Auguste monta dans les étages et chercha la chambre « 368 » à la lumière des nombreuses bougies qui éclairaient le corridor. Il finit par la trouver. Il inséra la clé dans la serrure et la tourna. La porte s’ouvrit laissant apparaître un lit recouvert d’édredons moelleux. Auguste n’avait plus la force de se poser davantage de questions. Il s’affala sur le lit et s’endormit presqu’aussitôt.
***
Les premières lueurs de l’aube atteignirent le visage d’Auguste à travers la fenêtre de sa chambre. Il était surpris de se sentir autant en forme. Pas de courbatures, pas de gueule de bois, il pouvait s’estimer heureux.
Il descendit l’escalier qui le ramena à la taverne où il fut accueilli par le propriétaire des lieux :
-Bien dormi ? Je vous ai préparé quelques œufs sur le plat, les grosses nuits donnent faim.
Effectivement, Auguste avait son estomac dans les talons et fut ravi de pouvoir se mettre quelque chose sous la dent. Le tavernier le regardait manger en silence. Il reprit enfin :
-Est-ce que vous allez rester chez nous plusieurs jours ?

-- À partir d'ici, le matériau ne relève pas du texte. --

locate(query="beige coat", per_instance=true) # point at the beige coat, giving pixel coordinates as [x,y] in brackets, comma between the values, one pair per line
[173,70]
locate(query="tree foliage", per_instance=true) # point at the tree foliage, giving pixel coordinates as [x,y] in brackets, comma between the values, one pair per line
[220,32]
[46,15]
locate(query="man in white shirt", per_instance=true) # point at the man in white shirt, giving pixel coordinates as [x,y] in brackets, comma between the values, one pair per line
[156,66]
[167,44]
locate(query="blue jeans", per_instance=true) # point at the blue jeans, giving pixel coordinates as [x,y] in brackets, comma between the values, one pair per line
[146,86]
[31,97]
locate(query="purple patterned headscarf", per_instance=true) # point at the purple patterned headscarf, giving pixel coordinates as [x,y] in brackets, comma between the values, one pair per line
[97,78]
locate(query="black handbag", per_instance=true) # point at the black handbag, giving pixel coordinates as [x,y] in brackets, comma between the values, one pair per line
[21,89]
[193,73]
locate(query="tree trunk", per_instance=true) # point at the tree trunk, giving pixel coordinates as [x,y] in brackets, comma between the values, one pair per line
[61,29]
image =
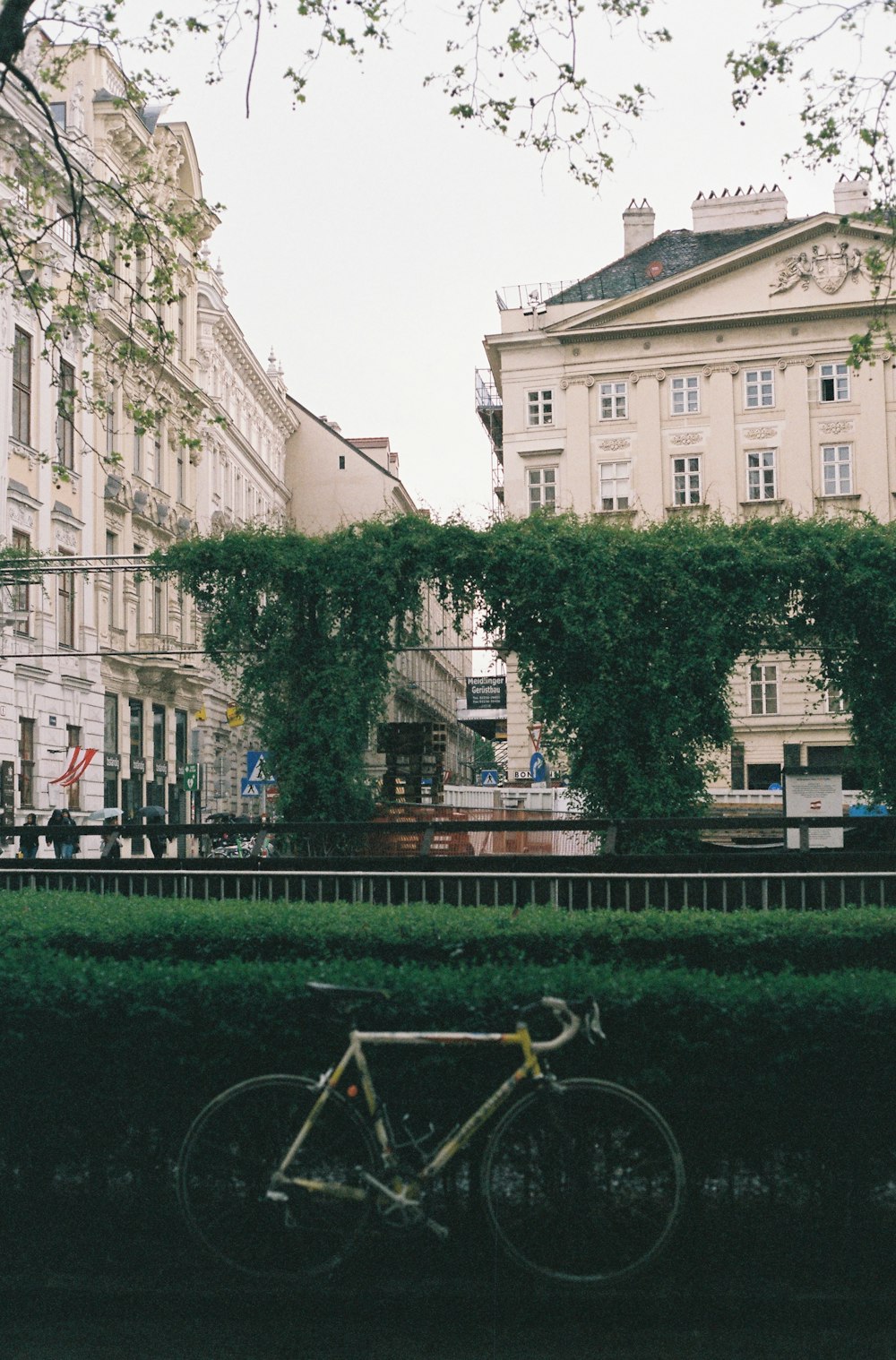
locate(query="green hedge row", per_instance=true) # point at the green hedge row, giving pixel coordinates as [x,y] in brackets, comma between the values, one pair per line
[123,1019]
[170,931]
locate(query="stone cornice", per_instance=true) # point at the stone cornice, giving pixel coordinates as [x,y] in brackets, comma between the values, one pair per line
[790,237]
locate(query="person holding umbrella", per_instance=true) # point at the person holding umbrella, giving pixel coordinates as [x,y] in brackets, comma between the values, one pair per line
[110,839]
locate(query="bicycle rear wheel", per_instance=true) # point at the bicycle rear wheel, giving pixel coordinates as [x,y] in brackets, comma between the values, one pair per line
[225,1171]
[582,1182]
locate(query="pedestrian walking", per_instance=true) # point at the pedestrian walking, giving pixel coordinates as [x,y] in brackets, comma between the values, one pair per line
[29,838]
[110,840]
[62,834]
[67,835]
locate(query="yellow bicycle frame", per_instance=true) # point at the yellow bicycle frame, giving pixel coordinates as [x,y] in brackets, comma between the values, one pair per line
[451,1147]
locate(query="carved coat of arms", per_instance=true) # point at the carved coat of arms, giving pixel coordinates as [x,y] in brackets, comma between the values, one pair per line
[827,267]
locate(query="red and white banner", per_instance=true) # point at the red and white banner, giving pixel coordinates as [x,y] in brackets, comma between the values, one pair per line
[81,759]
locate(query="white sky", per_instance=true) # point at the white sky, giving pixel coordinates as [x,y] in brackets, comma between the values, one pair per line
[366,233]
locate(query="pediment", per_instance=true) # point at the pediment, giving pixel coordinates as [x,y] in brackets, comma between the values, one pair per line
[806,267]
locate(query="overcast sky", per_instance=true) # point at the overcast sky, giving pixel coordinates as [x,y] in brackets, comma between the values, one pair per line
[365,234]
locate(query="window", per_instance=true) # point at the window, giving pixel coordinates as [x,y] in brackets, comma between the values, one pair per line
[833,701]
[540,407]
[158,609]
[158,732]
[110,724]
[833,383]
[141,281]
[761,475]
[181,327]
[615,486]
[543,488]
[73,739]
[65,226]
[836,469]
[65,608]
[157,461]
[112,604]
[763,688]
[26,762]
[138,593]
[687,488]
[22,386]
[180,736]
[614,400]
[759,388]
[22,590]
[134,727]
[685,396]
[65,417]
[110,425]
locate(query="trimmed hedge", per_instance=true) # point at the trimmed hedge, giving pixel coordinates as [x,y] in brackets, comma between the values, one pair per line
[171,931]
[767,1041]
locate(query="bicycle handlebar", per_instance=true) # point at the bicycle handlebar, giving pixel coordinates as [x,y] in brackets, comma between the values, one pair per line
[570,1023]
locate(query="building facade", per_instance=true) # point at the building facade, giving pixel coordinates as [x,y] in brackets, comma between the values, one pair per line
[99,657]
[704,369]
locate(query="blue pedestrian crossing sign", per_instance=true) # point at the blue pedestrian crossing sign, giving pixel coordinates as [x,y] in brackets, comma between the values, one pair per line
[257,770]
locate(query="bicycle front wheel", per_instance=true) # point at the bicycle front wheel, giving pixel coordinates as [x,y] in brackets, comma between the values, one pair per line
[582,1181]
[225,1170]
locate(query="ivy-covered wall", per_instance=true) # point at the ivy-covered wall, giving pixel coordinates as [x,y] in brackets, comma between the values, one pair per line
[628,637]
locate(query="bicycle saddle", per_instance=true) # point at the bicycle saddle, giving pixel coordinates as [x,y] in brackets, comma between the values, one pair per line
[331,990]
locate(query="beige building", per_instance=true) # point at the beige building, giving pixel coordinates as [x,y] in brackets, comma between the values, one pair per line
[335,480]
[97,657]
[704,367]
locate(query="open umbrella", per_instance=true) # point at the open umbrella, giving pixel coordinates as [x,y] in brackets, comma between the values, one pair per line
[151,813]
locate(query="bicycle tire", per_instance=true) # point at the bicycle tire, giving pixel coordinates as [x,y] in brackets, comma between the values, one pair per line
[582,1182]
[225,1170]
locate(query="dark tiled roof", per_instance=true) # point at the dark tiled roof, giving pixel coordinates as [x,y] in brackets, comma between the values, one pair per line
[667,254]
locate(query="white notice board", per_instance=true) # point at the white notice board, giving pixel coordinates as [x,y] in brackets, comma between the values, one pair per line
[814,796]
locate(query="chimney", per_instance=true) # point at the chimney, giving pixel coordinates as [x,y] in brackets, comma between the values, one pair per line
[638,226]
[851,196]
[743,209]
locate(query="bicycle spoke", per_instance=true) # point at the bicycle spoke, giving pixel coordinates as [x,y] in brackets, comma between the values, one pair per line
[228,1162]
[582,1181]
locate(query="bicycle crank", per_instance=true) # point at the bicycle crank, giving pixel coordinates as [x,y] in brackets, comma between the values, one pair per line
[401,1209]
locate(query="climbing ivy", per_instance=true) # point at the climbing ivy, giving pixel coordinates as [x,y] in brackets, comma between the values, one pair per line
[627,635]
[306,629]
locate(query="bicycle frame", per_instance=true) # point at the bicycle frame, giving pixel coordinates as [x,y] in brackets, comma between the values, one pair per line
[449,1148]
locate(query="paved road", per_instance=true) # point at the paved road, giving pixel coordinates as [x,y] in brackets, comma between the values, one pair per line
[73,1325]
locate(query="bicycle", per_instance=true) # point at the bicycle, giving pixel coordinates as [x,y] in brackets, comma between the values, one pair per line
[582,1179]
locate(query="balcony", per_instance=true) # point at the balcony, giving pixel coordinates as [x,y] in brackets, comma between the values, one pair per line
[490,411]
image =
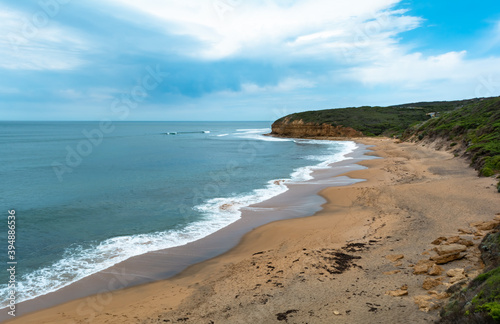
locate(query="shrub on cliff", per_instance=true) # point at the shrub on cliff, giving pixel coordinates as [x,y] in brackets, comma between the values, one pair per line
[476,126]
[479,302]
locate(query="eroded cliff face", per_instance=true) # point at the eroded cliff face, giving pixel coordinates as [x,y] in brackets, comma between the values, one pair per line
[298,128]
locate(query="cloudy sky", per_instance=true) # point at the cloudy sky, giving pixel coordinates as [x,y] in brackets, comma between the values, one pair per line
[239,59]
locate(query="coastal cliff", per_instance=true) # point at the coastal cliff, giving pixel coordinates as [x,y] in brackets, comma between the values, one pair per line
[298,128]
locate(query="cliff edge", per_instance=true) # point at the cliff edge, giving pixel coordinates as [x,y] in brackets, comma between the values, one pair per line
[298,128]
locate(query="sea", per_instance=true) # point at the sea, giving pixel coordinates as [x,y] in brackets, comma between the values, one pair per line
[88,195]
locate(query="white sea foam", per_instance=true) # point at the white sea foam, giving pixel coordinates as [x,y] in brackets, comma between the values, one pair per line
[78,263]
[257,134]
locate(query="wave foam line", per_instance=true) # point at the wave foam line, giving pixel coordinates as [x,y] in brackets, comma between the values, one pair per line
[79,263]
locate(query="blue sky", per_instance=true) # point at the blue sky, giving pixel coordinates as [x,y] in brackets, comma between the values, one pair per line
[239,60]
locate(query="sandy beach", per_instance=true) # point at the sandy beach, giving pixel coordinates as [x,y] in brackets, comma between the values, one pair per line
[342,265]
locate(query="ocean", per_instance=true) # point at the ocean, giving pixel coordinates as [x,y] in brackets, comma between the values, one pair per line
[89,195]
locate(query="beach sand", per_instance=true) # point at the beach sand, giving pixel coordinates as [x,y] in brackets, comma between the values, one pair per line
[334,267]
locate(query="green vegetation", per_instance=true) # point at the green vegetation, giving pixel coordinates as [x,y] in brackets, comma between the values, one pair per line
[473,123]
[476,126]
[374,121]
[479,302]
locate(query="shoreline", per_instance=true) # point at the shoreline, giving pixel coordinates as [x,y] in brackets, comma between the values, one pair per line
[301,200]
[375,231]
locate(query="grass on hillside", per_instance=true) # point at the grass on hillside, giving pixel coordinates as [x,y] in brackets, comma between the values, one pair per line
[375,121]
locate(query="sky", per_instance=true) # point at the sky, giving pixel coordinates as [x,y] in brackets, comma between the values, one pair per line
[209,60]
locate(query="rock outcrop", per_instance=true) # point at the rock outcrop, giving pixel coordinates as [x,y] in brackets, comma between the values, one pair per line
[298,128]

-Non, non, je vais repartir aujourd’hui même, répondit Auguste aussitôt. Je dois retrouver ma famille qui doit se faire un sang d’encre à mon sujet.
-Ah bien, j’espère que notre établissement vous a plu et que nous pourrons vous compter comme client à l’avenir.
-Oui, mais je ne sais toujours pas vraiment où se situe cet hôtel.
-Vous l’avez trouvé une fois, vous pourrez le refaire.
-Sans doute, cependant je suis toujours perdu, je ne sais comment rentrer chez moi.
Le tavernier sourit en se grattant le bout du nez. Il se dirigea sans mot dire vers la porte de la taverne et l’ouvrit en grand. De l’autre côté il y avait un chemin et au loin on voyait le village d’Auguste.
-Mais comment … commença Auguste.
-Lorsque l’on a faim et que l’on est fatigué, on n’a pas toujours les idées claires répliqua le tavernier. Le chemin était sous votre nez et vous ne l’aviez pas vu.
Auguste avança sur le chemin, il était tellement heureux de se voir si proche de son foyer et de sa famille. Au bout de quelques mètres il se souvint qu’il n’avait pas payé son court séjour dans l’hôtel. Il se retourna, mais l’établissement avait disparu. Il était probablement retourné là on avait besoin de lui, là où était sa place.